Le fasi dell'intervento chirurgico

La procedura standard della platismoplastica prevede una piccola incisione strategicamente posizionata e nascosta sotto il mento. Attraverso questa apertura, il chirurgo accede al muscolo platisma e ne riallinea i bordi, creando un supporto interno che ridefinisce la struttura del collo. A seconda delle necessità individuali del paziente, la platismoplastica può essere combinata con altri interventi, come un lifting del collo, una liposuzione sottomentale o un lifting facciale. L'obiettivo primario non è alterare i tratti del viso, ma piuttosto ottimizzare l'armonia tra la mandibola e il collo.
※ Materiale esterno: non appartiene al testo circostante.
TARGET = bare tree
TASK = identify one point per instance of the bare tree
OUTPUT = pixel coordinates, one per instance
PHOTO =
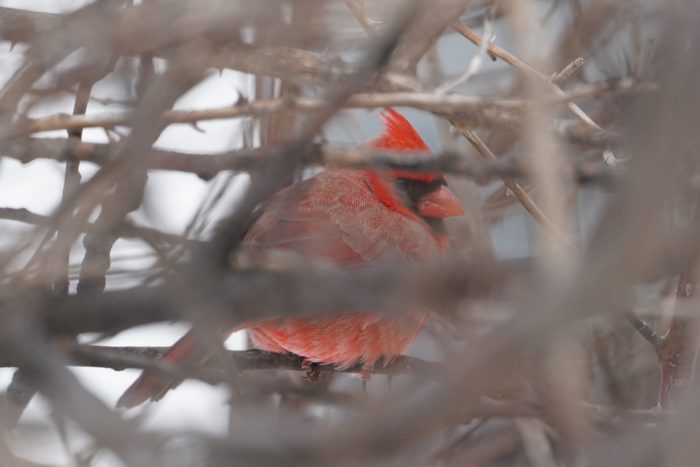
(583, 353)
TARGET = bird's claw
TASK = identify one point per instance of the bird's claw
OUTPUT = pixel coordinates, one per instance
(311, 371)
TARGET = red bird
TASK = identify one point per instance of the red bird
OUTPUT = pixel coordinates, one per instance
(348, 218)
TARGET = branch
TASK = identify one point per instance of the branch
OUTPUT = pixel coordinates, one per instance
(244, 295)
(208, 165)
(148, 358)
(476, 111)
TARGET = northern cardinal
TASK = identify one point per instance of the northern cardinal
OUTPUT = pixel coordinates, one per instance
(348, 218)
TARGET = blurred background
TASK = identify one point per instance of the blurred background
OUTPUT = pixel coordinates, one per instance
(617, 41)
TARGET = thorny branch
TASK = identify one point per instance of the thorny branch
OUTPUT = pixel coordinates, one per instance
(508, 338)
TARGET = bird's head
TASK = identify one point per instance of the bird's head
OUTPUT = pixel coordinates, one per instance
(425, 194)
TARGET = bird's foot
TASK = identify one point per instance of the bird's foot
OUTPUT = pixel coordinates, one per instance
(366, 375)
(311, 371)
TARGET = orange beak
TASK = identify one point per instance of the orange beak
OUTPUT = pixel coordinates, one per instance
(439, 204)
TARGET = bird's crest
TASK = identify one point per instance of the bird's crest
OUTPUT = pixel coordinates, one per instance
(399, 134)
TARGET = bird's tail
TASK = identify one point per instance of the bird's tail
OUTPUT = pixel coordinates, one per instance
(153, 386)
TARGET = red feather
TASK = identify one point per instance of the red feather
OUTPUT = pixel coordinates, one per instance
(349, 218)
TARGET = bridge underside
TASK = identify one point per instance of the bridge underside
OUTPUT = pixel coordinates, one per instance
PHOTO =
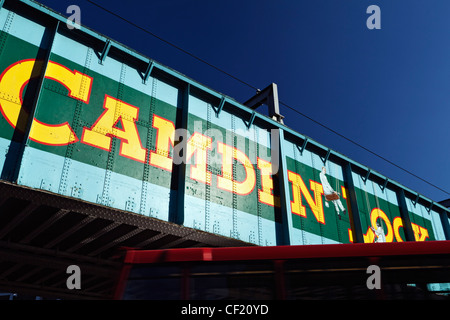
(42, 233)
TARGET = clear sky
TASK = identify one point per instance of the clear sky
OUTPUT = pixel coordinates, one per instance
(387, 89)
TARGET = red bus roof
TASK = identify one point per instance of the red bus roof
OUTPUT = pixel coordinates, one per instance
(288, 252)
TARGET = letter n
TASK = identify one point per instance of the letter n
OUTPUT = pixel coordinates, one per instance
(99, 135)
(299, 188)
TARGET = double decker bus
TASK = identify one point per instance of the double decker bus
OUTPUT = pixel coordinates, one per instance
(409, 270)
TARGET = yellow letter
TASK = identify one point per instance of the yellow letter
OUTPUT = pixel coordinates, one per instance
(299, 188)
(378, 213)
(265, 194)
(420, 233)
(164, 139)
(99, 135)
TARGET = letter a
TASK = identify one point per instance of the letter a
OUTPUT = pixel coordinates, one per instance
(374, 21)
(74, 281)
(374, 281)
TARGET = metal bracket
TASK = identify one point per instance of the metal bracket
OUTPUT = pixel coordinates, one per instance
(431, 206)
(324, 160)
(384, 184)
(268, 96)
(302, 148)
(252, 118)
(367, 176)
(105, 51)
(219, 109)
(417, 199)
(148, 72)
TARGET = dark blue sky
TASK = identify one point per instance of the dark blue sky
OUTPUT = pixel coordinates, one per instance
(387, 89)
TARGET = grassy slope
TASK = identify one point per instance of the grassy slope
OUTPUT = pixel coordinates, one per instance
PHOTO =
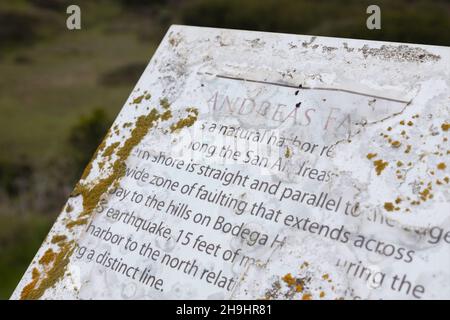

L'operazione ha una durata variabile, generalmente tra una e tre ore, e il ritorno alle normali attività quotidiane avviene di solito entro una o due settimane.

La funzione della fascia compressiva post-operatoria

La fascia compressiva, diventata virale su piattaforme come TikTok e Instagram, non è un semplice accessorio di bellezza, bensì un presidio medico indispensabile nel periodo post-operatorio. Essa viene utilizzata dopo interventi quali la platismoplastica, il lifting del collo, la liposuzione del sottomento o altre procedure che coinvolgono la regione mandibolare. La sua funzione principale è duplice: stabilizzare i tessuti durante il processo di guarigione e contenere il gonfiore nelle prime settimane successive all'intervento. Tuttavia, sui social, questa fascia ha assunto quasi il ruolo di un simbolo di appartenenza al mondo della chirurgia estetica, con molti utenti che la mostrano apertamente come parte del loro percorso di trasformazione, contribuendo a demistificare procedure che in passato erano vissute con maggiore discrezione.

Chirurgia vs. alternative non invasive: quando è necessaria l'operazione?

La chirurgia non rappresenta l'unica via per migliorare l'aspetto del collo. In presenza di un rilassamento lieve, esistono opzioni meno invasive che possono apportare benefici significativi. Trattamenti come la tossina botulinica possono attenuare le bande muscolari visibili, mentre tecnologie avanzate come la radiofrequenza, gli ultrasuoni focalizzati e il laser possono stimolare la produzione di collagene e migliorare la texture cutanea. Ciononostante, quando il problema è caratterizzato da una marcata lassità del muscolo platisma o da un eccesso significativo di tessuto, l'intervento chirurgico si conferma la soluzione più efficace e duratura. I trattamenti non invasivi, pur offrendo miglioramenti, non sono in grado di replicare i risultati ottenibili attraverso una procedura chirurgica.

La diffusione della platismoplastica in Italia

Non esistono dati statistici specifici e pubblici che quantifichino il numero esatto di platismoplastiche eseguite annualmente in Italia, poiché questa procedura viene spesso inclusa in categorie più ampie come i lifting del collo o gli interventi di ringiovanimento cervico-facciale. Tuttavia, i dati forniti dalla International Society of Aesthetic Plastic Surgery indicano una chiara tendenza globale di crescita per le procedure di ringiovanimento del viso e del collo. Anche gli specialisti italiani osservano un incremento delle richieste relative alla ridefinizione della mandibola e del collo, in particolare da parte di individui che cercano risultati dall'aspetto naturale e un profilo più armonioso.